What you already know from the trailers is that Keeping the Faith is about a rabbi and a priest who fall for the same girl. Ed Norton directs and plays the priest, while Ben Stiller plays his boyhood friend, who grows up to be the rabbi. What you might not want to know is that Norton has made an innocuous romantic comedy that's low on sacrilege. Keeping the Faith offends no one--when has that ever made for a good film about religion?

The story never spirals into absurdity--damn it--nor does it bound off into shocking terrain. Expectations for something more seditious come attached with Norton himself, perhaps, and his anti-hero status. Who would've thought he'd make his directorial debut doing mainstream gags?

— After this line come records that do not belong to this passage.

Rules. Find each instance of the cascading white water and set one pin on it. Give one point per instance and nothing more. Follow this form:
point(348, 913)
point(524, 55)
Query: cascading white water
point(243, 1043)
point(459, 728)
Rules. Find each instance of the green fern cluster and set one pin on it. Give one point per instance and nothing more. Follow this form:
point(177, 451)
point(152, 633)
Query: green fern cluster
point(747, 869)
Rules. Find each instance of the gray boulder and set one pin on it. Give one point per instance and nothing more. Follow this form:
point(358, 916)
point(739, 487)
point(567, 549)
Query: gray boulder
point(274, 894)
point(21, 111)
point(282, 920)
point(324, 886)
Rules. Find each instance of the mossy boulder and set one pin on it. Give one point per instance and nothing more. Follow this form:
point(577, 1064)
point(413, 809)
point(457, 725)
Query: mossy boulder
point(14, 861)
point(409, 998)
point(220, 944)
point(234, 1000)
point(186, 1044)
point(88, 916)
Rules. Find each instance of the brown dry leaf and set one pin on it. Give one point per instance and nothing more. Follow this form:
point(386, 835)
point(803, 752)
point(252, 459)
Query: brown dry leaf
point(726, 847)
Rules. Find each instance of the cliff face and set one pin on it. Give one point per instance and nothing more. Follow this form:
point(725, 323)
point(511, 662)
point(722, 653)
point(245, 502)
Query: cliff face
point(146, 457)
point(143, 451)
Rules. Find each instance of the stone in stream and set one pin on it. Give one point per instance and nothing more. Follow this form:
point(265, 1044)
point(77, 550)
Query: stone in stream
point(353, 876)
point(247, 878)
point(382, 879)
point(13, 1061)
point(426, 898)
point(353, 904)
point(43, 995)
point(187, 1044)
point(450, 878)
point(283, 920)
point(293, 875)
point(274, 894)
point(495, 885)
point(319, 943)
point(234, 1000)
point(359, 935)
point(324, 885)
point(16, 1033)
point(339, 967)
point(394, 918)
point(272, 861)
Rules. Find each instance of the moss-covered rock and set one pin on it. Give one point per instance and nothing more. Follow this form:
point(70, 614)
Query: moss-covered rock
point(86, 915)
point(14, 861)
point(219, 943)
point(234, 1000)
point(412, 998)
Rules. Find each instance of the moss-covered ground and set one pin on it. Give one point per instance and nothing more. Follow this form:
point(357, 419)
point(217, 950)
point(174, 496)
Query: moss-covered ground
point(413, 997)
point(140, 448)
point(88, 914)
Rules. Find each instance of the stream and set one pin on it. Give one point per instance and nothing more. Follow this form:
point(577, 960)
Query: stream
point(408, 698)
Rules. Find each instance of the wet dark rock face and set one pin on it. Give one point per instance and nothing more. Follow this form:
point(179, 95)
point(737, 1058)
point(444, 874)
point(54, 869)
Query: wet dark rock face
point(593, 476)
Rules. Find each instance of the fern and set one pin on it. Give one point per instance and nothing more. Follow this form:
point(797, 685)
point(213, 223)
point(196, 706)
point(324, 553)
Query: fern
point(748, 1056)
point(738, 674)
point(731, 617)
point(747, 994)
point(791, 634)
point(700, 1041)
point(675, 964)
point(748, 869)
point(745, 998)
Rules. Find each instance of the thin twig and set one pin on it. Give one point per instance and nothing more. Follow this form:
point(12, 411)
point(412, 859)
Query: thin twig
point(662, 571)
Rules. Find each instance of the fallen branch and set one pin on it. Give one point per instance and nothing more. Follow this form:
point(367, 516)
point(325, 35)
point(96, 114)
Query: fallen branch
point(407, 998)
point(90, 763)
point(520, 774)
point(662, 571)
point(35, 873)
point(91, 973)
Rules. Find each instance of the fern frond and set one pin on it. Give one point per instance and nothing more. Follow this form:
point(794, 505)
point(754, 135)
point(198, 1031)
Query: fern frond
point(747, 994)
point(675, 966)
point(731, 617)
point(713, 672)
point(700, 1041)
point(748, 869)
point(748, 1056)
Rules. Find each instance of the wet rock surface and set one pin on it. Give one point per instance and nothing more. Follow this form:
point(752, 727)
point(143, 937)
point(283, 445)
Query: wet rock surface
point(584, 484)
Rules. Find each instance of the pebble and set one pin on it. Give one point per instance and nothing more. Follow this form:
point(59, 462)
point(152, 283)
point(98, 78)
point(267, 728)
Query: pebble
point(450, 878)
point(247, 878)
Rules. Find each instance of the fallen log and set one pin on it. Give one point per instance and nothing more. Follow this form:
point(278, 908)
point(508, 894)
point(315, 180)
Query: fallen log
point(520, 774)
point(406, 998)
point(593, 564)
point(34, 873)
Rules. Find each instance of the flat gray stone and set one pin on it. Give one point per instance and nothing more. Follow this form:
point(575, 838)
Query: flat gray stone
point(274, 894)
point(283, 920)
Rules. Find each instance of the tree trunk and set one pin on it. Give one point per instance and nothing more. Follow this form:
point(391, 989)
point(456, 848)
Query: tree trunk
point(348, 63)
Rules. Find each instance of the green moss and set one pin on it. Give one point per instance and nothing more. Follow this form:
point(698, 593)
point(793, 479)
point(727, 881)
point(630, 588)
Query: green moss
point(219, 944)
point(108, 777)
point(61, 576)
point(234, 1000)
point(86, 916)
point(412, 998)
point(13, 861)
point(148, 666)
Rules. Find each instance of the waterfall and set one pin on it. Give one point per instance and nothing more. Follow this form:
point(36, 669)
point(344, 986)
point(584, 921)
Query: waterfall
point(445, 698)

I preferred watching Norton when he was bottom- feeding at other people's A.A. meetings and making soap from liposuctioned fat in Fight Club.

Maybe Keeping the Faith is winking in the direction of Fight Club in its opening scenes, when a drunk Father Finn (Norton) is stumbling around the streets of Manhattan and falling into piles of garbage. The good Father has a dark secret, of course, but it's not really dirty and we can tell from the lilt in his voice-over that he never seriously stains his robes.

"She was a cross between Tatum O'Neal in Little Foxes and Johnny Quest," says Father Finn, describing his childhood friend, Anna Reilly, played by Jenna Elfman (what is it with guys in their thirties and Tatum O'Neal?). Rabbi Jake also has a boner for Anna, but doesn't want to destroy his mother (Anne Bancroft) by dating a non-Jew. Jake is the most eligible bachelor at his synagogue, and the film's best moments are about reluctant dates.

Norton spends too much footage establishing the rabbi and the priest as hip holy men. They play basketball, they wear leather coats, they jog, they like music and they're rebels in their respective fields. As if we didn't get it, he actually says, "We want to kick the dust off our religions." Someone refers to them as The God Squad and we're supposed to think, "Yeah, the God Squad!"

Like the rest of the film, the joke doesn't quite work.